El técnico sigue apelando a ese traspié; no parece que la estrategia sea seguir clavándose puñales, sí en cambio, que se afirma en la derrota frente a Arabia, para describir ese generoso yacimiento de energía renovable que parece atesorar un equipo que fue sorteando todas las instancias envuelto en un raro ungüento de incertidumbre y resiliencia para nada frecuente en estos niveles de competencia y de atletas de elites.
Mas allá de polémicas u observaciones todavía algo agoreras, el camino del equipo que lidera Lionel Messi se fue reinventando a medida que el campeonato le ofrecía oportunidades de revancha; ojos vistas, no lo desaprovechó, a pesar que nunca tuvo una noche feliz y relajada si tomamos en cuenta el resultado final.
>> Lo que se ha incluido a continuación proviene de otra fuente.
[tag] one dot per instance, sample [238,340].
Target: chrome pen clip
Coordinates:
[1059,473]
El esfuerzo que redobló para quebrar a sus adversarios la han convertido en la selección más fuerte emocionalmente de las sobrevivientes aquí en Doha.
Para muchos observadores, este perfil no terminaría de definir a un gran candidato a quedarse con esta nueva edición de la Copa del Mundo, que, en todo caso, las aptitudes individuales y la variedad de recursos, son las inobjetables razones para aprobar tal mirada y esos méritos no parecen sobrarle a nuestro elenco nacional.
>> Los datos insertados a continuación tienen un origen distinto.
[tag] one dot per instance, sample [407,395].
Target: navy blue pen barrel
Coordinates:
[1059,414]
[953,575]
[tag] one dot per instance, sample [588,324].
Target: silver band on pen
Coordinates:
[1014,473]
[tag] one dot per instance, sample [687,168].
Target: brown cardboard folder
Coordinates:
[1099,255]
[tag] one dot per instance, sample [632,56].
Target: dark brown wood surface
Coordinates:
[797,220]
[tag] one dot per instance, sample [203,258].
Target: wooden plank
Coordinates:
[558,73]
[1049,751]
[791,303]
Frente a esta disputa o polémica, se debe decir qué en estos tiempos ya no es un oxímoron de un deporte altamente profesional, más diría, el avance del hombre en los conocimientos neurolingüísticas, ponen a los aspectos emocionales en un lugar cercano a las virtudes objetivas como la técnica de los jugadores y las estrategias colectivas.
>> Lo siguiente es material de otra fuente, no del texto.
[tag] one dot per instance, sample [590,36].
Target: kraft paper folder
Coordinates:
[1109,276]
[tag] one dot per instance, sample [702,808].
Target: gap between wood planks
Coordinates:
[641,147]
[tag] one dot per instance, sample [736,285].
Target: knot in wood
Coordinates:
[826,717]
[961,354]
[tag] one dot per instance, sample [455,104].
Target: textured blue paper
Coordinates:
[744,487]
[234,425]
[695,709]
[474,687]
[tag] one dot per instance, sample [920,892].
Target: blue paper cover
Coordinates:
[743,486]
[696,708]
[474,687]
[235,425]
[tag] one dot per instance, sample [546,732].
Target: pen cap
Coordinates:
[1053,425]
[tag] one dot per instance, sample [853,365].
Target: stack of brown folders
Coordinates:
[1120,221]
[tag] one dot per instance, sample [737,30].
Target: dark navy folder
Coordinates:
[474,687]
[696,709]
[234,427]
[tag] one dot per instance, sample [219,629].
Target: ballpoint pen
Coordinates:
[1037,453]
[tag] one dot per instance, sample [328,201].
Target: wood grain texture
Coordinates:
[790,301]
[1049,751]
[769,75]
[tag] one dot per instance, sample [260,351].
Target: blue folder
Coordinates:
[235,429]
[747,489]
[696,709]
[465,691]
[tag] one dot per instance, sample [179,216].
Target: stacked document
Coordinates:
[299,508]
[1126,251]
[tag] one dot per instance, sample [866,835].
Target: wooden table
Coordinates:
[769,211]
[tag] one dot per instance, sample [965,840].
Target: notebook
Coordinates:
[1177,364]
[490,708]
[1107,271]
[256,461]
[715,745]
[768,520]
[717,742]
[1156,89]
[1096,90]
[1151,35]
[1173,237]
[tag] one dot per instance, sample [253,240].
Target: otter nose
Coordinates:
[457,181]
Esta reflexión no se desprende de un dato científico agregado de manera inapropiada, se lo puede constatar en muchas acciones y desenlaces de los partidos de este mundial, donde grandes potencias en este deporte, han abdicado inconscientemente, en favor de los planes de adversarios, a priori, mas débiles, debiendo abandonar el torneo por la puerta de servicio.
Argentina supo hacer equilibrio y fue resolviendo cada problema con pulso firme y dejando una imagen de autoridad que la mayoría de los cronistas, aquí en Doha, le reconoce como uno de sus mejores valores.

EL ANTECEDENTE
En la conferencia de prensa ofrecida en el Media Center, antes de Lionel Scaloni, apareció en el escenario Nicolás Tagliafico, quién será titular esta tarde por la suspensión del «Huevo» Acuña, el actual lateral del Olympique de Lyon, es junto a Messi y Otamendi, el único sobreviviente de la apabullante derrota en el mundial de Rusia frente a Croacia, en la fase de grupo.
La pregunta ameritaba y también la respuesta tuvo su hilo conductor: «Croacia es otro seleccionado, la mayoría de aquellos jugadores ya no están, y nosotros también somos otro equipo; esto no convierte al partido en más accesible, el rival tiene sus méritos por volver a jugar estas instancias y nosotros debemos estar muy enfocados en lo que queremos y ejecutarlo al pie de la letra».
Otra motivación para lavar aquella caída que fue presagio de lo que en pocos días sucedería inexorablemente, una prematura eliminación en octavos de final, en aquel momento frente a los franceses, que animarían la final en Luzniky frente a Croacia, paradoja si las hay, ambos seleccionados, verdugos cuatro años atrás del equipo que dirigía Jorge Sampaoli, se han vuelto a presentar como síntesis de este torneo, ya que además de cruzarnos con los balcánicos, los franceses se van a medir con Marruecos, la gran revelación del torneo.
En pocos días sabremos si estas inspiraciones de Lionel Messi, la gran figura del certamen, han sido suficientes como para volver a conquistar un título, que se viene negando desde el ’86, o habrá que prolongar esa hazaña por tiempos inmemoriales; es saludable pensarlo bonito, porque como dicen los caribeños, sale bonito…
Volveremos a los rituales albicelestes en Lusail, un estadio a escala planetaria preparado para las grandes ocasiones y una victoria frente a los europeos del este desataría otra fiesta de los miles de argentinos que llegaron para acompañar una consagración memorable.